School: College of Liberal Arts

Majors: Geography and Urban Studies, Environmental Studies

Home town: Silver Spring, Md.

Recent honors: Became the first Temple student ever to win two prestigious and competitive national scholarships: a Truman and a Udall.

Why I chose Temple: "Every year, more and more students at my high school (in suburban Maryland outside Washington, D.C.) were going to Temple. In many ways, my high school is a lot like Temple: it's big, it's diverse and it has a lot of programs. Those are similarities that I liked. Also, for someone like me who wanted to be in a city, Philadelphia is both close — and pretty cool. When I came to Philadelphia I saw all the gardens and art projects and non-profit community programs. At Temple, it seemed like there were a lot of different opportunities to get involved in community service projects in classes, in student organizations and off campus. I saw living in North Philadelphia and studying in the city as the space for creativity and action. And that's what I found here."

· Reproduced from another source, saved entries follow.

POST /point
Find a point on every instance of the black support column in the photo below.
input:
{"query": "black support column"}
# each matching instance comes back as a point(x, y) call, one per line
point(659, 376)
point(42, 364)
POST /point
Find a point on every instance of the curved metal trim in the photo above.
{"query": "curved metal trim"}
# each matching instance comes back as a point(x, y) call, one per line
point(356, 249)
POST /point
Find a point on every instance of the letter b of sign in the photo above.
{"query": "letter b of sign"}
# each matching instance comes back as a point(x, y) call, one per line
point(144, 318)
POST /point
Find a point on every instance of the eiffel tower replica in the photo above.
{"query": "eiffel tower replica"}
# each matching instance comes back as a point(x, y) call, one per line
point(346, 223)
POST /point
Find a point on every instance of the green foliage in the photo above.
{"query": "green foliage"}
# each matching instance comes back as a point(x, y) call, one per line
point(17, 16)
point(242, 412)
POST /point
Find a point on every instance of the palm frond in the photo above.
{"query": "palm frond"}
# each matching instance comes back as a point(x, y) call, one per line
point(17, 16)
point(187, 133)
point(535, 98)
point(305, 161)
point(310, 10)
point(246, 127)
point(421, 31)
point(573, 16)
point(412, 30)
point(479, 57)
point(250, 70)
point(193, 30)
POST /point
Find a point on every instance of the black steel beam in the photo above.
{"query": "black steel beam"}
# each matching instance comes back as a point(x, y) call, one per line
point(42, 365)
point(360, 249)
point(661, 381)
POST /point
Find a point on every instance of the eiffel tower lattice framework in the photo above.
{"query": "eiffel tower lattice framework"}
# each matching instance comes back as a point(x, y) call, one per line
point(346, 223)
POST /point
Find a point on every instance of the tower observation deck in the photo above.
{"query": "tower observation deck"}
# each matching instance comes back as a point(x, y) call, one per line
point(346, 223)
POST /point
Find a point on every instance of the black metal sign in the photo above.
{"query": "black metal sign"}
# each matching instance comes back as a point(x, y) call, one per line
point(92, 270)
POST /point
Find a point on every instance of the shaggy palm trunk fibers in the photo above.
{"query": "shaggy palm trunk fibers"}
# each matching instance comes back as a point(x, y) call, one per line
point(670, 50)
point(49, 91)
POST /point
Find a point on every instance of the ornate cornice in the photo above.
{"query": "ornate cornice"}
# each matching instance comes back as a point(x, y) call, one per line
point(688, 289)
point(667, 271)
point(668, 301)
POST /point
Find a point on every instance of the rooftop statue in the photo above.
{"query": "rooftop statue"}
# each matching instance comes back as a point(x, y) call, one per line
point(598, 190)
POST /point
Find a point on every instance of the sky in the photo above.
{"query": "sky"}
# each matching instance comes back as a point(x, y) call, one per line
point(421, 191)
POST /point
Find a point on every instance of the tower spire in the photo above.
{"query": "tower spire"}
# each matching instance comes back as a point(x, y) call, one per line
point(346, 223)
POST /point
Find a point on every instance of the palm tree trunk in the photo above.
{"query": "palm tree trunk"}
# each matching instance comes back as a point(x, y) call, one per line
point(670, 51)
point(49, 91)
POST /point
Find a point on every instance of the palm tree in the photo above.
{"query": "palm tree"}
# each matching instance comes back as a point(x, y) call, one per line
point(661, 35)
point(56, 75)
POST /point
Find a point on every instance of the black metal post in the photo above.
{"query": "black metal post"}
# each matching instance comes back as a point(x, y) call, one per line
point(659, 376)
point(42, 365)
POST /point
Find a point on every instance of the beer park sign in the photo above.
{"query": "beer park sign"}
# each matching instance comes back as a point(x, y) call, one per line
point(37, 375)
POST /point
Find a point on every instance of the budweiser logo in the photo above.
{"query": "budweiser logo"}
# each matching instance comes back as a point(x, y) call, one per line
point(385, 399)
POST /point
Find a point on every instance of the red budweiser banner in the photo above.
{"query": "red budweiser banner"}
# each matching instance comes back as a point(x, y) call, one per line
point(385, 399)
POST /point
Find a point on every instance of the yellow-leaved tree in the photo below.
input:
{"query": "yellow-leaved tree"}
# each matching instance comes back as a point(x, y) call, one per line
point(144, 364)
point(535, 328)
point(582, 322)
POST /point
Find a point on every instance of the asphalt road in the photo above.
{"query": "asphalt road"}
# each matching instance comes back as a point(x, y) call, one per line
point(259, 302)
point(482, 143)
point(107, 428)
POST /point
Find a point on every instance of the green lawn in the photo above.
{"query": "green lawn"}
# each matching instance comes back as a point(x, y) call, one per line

Transformative moment: "When I was a freshman, a friend from my high school who's a student at Fox wrote a business plan for a non-profit called the Urban Tree Connection that does urban greening projects in Philadelphia. He entered it into Temple's Be Your Own Boss Bowl business plan competition and got second place. That was the seed money that was used to create an urban garden on a vacant lot in West Philadelphia. But they needed someone to do the farming. That was me.

"Starting that April, I biked over to West Philly every day after class. At the beginning, there was a lot to do: digging, spreading fresh soil, germinating seeds, transplanting plants, rallying kids in the neighborhood to help plant, weeding, watering, flyering door-to-door about farm stands and cooking classes and garden clubs, picking up trash, managing volunteers from local churches. It was the start of an urban farm business that now employs two people, runs a farmer's market and a flea market, has an after-school program for kids and produces enough food to feed 50 families.

"I'm not doing this to build a farm that would build my livelihood; I'm doing this to create a farm that's a resource for the community and that would be sustainable in the future. It's in somebody else's neighborhood — it has to reflect their visions to survive in the long term.

"This farm project has given me a lot of organizational skills — how to lead a group, how to run a meeting, how to run kids programs — that will help me develop other projects like and build a bigger system of farms in Philadelphia. I'm really hoping to do that — once I have less homework. People talk a lot about a global food shortage. The issue isn't that we don't have enough land, it's that we're not using it in the right way. This urban farm has shown me how a project on a small scale, on a local level, can address those kinds of problems."